While it used to be easy to spot a deepfake through strange speech patterns or oddly drawn hands, these problems are rapidly being overcome. Even more worryingly, AI can now create realistic deepfakes based on vanishingly small training sets.

“There’s a lot of call centers that will call just so they can record your voice,” says Secrist. “The phone calls that you get, with no answer—they’re trying to record you saying ‘Hello, who is this?’ They just need a snippet.”

According to cybersecurity expert Mark T. Hofmann, “Thirty seconds of raw material—voice or video—is now enough to create deepfake clones in a quality that even your wife, husband or children could not tell from you. Nobody is safe anymore.”

In many cases, a cybercriminal may not even need to call you up. Peoples’ social media feeds are full of audio and video material.
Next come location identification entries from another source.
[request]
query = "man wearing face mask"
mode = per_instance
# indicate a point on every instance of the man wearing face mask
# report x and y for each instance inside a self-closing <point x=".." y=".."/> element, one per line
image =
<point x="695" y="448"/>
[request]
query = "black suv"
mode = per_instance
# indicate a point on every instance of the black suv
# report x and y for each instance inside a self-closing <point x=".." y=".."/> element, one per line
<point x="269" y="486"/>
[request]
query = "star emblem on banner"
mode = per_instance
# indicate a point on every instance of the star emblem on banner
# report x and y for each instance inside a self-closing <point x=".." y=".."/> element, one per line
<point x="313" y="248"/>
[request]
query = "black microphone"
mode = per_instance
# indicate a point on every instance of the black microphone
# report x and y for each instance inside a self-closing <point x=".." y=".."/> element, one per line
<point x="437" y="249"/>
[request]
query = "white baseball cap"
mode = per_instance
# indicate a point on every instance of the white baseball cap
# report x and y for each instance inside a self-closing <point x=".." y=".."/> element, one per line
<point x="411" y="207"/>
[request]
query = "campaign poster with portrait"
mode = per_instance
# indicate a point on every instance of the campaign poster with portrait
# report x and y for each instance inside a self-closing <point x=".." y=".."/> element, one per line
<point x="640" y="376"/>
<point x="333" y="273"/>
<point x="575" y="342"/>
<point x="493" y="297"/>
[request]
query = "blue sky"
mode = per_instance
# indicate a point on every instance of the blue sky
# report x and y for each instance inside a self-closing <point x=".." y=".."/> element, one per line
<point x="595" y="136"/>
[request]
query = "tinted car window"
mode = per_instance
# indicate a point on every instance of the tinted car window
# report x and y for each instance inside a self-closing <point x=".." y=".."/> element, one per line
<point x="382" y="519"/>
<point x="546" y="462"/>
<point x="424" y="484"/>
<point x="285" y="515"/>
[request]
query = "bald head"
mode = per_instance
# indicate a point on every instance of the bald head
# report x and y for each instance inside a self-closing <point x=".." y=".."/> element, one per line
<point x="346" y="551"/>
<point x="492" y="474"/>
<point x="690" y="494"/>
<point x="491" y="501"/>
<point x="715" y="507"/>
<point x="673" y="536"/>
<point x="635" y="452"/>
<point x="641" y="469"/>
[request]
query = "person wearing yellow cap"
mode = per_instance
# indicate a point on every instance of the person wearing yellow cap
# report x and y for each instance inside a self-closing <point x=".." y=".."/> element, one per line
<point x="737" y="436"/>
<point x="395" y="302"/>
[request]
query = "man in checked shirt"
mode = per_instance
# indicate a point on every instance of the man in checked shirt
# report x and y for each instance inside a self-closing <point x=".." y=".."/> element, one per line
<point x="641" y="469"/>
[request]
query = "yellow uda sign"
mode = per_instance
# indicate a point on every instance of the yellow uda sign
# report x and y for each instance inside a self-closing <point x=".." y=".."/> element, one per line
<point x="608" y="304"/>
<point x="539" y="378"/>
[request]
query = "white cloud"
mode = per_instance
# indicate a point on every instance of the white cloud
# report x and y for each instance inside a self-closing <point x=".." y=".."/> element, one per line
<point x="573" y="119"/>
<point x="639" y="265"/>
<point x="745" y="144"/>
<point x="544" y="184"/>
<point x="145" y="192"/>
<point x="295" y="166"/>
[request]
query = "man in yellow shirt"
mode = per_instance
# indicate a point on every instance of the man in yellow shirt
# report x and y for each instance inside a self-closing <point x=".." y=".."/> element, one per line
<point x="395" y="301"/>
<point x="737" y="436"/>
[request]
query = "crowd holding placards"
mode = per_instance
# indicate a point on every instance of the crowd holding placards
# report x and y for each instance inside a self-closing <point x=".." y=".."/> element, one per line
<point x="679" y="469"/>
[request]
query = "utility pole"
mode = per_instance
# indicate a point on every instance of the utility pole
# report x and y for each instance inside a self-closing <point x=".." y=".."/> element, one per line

Plus, “You also have this huge amount of data breaches happening,” says Wade.

“What people don’t realize is these data breaches can include your personal information, like your address, your phone number, email, social security number…. For social engineering attacks, they can use this information to credibly claim to be someone of authority.”

Once they have initiated a social engineering attack, cybercriminals play on mental weaknesses to get what they want. They could make you think your child has been kidnapped, for instance. Or that your job is on the line if you don’t do your boss a favor. 

There is not much that standard cyber defenses can do to prevent this. Hence, “when we talk about social engineering and deepfakes, the human firewall is more important than ever,” says Hofmann. “We need to inform people about new risks, without scaring them off.”

A good rule of thumb for the deepfake world is to be wary of any out-of-the-ordinary request, no matter who it seems to come from. Hofmann says families might like to agree on a code word to use over the phone in case of doubt.

In corporate environments, meanwhile, “asking security questions or calling back the real number is a good piece of advice,” says Hofmann. “They can steal your voice, but they can’t steal your knowledge.”

Biasini agrees that knowledge is the best way to defeat the deepfake threat, at least until authentication technology finds a way of distinguishing real identities from fake ones. “When we find this type of activity, we’re going to make sure that it gets exposed,” he says.

“One of most important things you can do is bring this knowledge to the masses, because not everybody is aware of these types of threats.”